What songs will I play most in 2013?
The Quantified Self movement is entering the realm of Big Data with the ability to access the mountains of data collected by personal devices which monitor us continuously (hopefully with our consent). One example is iTunes which surpassed 200 million accounts in March of 2011. iTunes records every play, every skip, and every song you add to your digital library. If you are an active iTunes user, this can quickly become a large amount of data and useful insights can be hard to discover. Consider that as far back as 2003, entire start-up companies emerged to try and leverage this data: MusicStrands (where a few of us at BigML worked before), Musicmobs, Last.fm, etc. However in this post we will show you how trivial it now is to gain insights from iTunes data using the powerful machine learning capabilities of BigML.
iTunes has a great user interface with hundreds of great features but probably the favorite one for data nerds is that you can right click on one of the tabs of your library (Music, Movies, TV Shows, etc) and export all the data that iTunes collects to a file. You can even select among several file formats.
The default format generates a plain text, TSV (tab-separated value) file that is the perfect format to be automatically processed by BigML.
So just save the file “Music.txt” in a convenient place for you. Then drag and drop the new file into your BigML dashboard to create a new Source. In a few seconds, you will see a preview of the data in BigML.
You can use the 1-click dataset menu option to create a new Dataset. In a few seconds, you’ll start seeing some fancy histograms, one for each of the fields in your music library.
Then your own personal discovery starts. You will be able to see from the histograms alone what month of the year you added more music to your library, what genres are more dominant, whether you prefer new music or old, etc.
But there is deeper insights to be gained. You can start creating Models selecting or deselecting any of the fields in your dataset to see how they correlate and predict other fields. For example, you can predict the number of plays based on the genre, the date that you added a song, the year of a song, etc.

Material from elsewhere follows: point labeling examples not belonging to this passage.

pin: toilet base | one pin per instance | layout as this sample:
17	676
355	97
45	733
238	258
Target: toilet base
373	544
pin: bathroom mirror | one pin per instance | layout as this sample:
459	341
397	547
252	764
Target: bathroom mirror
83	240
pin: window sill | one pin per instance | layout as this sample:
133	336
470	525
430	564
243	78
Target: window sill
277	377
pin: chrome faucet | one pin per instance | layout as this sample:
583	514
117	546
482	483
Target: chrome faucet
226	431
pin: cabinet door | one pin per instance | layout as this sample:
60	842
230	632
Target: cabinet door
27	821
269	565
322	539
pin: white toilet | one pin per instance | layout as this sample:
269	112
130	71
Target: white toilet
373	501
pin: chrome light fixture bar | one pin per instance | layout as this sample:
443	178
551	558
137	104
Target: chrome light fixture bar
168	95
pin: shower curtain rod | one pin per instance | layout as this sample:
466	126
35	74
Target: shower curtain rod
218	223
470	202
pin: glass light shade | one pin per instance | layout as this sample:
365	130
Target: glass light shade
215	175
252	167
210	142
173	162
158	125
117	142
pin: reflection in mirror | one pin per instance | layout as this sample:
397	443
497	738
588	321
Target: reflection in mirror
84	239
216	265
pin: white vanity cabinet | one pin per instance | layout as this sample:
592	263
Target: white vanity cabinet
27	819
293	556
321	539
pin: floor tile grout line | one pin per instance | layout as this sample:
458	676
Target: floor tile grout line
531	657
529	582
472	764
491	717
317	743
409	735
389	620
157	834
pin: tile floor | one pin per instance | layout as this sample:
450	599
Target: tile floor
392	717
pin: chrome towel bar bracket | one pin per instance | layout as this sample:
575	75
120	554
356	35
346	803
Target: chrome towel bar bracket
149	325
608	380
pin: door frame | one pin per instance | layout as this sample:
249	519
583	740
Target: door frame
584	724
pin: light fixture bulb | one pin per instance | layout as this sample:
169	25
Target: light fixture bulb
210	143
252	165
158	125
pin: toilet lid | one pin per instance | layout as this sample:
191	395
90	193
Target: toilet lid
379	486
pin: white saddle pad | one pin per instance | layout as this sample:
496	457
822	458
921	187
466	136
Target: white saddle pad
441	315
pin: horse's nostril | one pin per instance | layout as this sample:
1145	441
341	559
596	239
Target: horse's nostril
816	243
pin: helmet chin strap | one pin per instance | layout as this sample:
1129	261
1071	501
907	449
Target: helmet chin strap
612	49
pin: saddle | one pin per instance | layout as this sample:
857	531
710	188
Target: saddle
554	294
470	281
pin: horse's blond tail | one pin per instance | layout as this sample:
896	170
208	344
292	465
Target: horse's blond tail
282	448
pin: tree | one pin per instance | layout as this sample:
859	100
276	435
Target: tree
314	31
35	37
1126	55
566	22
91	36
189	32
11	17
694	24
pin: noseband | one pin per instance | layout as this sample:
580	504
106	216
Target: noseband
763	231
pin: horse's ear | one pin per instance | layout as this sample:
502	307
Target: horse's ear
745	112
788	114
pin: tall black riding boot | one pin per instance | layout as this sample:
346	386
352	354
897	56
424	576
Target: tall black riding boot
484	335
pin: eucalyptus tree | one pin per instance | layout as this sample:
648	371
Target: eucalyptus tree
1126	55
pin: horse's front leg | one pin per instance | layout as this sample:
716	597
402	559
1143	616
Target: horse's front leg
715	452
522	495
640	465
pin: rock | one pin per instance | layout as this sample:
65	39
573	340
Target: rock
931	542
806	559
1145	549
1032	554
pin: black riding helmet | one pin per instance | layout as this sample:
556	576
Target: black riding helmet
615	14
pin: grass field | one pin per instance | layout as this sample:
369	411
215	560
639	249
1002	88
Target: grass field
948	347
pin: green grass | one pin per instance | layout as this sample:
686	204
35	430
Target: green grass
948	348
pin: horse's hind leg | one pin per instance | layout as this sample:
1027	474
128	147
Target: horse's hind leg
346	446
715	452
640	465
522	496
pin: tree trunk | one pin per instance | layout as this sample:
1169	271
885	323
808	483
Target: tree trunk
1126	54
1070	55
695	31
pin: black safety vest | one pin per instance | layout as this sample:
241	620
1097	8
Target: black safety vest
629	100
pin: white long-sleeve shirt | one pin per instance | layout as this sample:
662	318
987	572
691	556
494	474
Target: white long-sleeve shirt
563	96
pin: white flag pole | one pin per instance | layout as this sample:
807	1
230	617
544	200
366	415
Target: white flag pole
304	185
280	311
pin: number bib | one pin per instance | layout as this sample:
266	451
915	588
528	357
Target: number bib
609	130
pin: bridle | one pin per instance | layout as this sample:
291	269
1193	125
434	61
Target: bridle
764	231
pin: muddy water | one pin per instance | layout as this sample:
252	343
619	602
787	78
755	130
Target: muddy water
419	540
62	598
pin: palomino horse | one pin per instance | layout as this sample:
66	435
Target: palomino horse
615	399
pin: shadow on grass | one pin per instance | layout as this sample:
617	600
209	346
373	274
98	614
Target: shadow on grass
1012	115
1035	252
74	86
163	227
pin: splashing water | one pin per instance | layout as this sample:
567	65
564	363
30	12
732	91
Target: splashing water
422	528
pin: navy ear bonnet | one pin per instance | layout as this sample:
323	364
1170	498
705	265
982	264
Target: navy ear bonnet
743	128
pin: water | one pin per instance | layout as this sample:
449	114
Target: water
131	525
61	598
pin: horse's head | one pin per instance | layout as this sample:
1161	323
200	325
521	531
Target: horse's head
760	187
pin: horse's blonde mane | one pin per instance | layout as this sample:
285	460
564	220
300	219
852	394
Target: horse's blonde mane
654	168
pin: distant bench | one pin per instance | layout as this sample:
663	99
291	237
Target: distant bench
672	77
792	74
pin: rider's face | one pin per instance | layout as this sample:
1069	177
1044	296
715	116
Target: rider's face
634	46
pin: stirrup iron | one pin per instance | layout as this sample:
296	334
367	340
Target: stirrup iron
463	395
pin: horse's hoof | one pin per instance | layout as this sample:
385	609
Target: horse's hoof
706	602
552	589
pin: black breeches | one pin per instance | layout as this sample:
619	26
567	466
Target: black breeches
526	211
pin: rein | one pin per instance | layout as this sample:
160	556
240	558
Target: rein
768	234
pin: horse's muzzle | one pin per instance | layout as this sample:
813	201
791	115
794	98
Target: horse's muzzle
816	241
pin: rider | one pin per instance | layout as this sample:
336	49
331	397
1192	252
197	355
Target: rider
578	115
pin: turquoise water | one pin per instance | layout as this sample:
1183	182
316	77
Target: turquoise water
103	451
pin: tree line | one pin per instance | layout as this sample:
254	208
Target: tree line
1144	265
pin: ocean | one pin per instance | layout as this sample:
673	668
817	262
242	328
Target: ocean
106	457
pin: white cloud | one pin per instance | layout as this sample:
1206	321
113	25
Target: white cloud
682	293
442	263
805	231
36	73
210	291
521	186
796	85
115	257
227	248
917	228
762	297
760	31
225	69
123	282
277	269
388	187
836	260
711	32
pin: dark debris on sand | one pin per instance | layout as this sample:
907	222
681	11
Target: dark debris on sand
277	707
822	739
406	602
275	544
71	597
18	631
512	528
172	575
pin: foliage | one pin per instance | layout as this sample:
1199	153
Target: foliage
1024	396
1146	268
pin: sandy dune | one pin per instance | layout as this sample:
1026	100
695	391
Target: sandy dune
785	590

A surprising insight about my own iTunes data: the songs I play more often are the songs that I buy between Tuesdays and Thursdays, even though I buy many more songs on Saturdays and Sundays. Upon further investigation, I found that most of them were songs from a soundtrack. As it turns out, I usually watch new movies on Mondays as soon as they are available on iTunes, and if a song from the movie makes a good impression and I still remember it two days later, then I buy it and play it a lot.
Despite debate about how Apple is becoming more closed, it would be great if many other applications or services allowed you to get access to your own data as easy as iTunes does. Because once you have access BigML makes discovery easy.
Happy Predictive Modeling in 2013!!!
Update (January 5, 2013)
Some BigML users have told us that the export feature has slightly been changed in iTunes 11.0.1. It is now under File >> Library >> Export Playlist… One more thing, if you export your complete library, make sure that you have enough local songs. Otherwise, if most of your songs are still in iCloud, BigML might get confused with the correct number of fields in the header of the file generated by iTunes and you might need to delete the last field of the header to make it work (i.e., Location).